EMG 81/85: Good pickups, but I have owed them many times. Just want to try something different. I still have 707's in my 7-string.

Dactivator: I dunno man... I had one about 4 years ago or so, and I never liked it much. It was like it sounded like a neck pickup mixed with a single coil. Just a weird tone I didn't like. I tried it in a few guitars back then.

Duncan Distortion: I actually like these, and I still have a SH-6 laying around. These do sound good, but can sometimes sound like they are going through a fuzz pedal all the time. I think these would work if I were going for a fatter and fuzzier sound, like maybe Soulfly or something.

BKP: I have never tried these in person, but they have never really interested me. The selling points are usually more dynamics and super clarity. I dont really play chords, and I dont like an overly-dynamic sound, so I can't say I have ever been interested in these, especially for the price.

Bill Lawrence: I have actually tried all 3 versions of these years ago. I liked them for awhile, but got tired of the scratchy highs after awhile. I actually quit buying blade pickups after these. I hear the same scratchy/fuzzy highs in a lot of blade pickups.

Other: I could go on and on about other pickups I have played over the years! Many have been "good", but just kind of wanting something new.

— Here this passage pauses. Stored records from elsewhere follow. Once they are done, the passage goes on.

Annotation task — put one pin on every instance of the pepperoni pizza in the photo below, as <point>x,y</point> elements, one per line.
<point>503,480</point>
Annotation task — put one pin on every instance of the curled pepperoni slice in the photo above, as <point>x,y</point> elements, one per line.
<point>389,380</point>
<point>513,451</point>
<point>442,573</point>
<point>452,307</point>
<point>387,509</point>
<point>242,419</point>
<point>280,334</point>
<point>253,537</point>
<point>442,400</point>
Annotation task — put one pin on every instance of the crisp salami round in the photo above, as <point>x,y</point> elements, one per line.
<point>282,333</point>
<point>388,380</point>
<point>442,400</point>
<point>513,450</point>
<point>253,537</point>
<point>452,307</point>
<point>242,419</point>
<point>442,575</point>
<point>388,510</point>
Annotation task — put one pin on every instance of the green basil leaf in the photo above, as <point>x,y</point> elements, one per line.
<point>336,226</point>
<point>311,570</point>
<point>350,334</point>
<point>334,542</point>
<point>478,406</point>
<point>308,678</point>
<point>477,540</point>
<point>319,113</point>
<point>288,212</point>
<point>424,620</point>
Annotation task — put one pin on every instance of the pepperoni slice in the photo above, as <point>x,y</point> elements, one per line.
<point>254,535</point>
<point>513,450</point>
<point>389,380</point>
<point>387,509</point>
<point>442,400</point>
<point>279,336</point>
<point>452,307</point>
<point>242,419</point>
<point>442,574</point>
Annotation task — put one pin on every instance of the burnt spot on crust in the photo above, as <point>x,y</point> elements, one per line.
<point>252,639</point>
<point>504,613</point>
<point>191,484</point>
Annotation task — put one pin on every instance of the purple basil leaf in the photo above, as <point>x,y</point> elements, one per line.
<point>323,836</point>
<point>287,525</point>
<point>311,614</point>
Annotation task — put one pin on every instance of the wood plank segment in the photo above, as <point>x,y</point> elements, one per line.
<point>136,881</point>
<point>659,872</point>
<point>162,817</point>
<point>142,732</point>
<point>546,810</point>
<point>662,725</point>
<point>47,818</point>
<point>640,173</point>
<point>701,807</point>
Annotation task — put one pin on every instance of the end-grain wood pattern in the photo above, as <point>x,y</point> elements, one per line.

Typically I like Dimarzio over Duncan, but I have not owned as many Duncans. Usually every time I go back and forth I almost always buy Dimarzio, so this time I think I am going to go Duncan. I have been curious about the Duncan Custom for years, so I think I am going to go with a TB-5. I think I might like a less saturated Duncan, and I hear it is similar to the Gibson 500T, which I have in a different guitar and I like it. The Nagul looks interesting, but it and the Black Winter just seem like variations on the Distortion. Nazgul-darker, Black Winter-brighter. This search also has me thinking about changing the Tone Zone to a Dominion or Titan in my standard tuned Charvel. The Steve's Special has always looked interesting also.


----------



## SrDeMaFp (Dec 19, 2014)

I love EMG's In lower tunings they tend to "keep it together" more easily with high gain than most


----------



## macgruber (Dec 19, 2014)

as far as the bareknuckle aftermath, i found it really average in basswood. honkey with a wierd hollow tone to it and a scratchy high end.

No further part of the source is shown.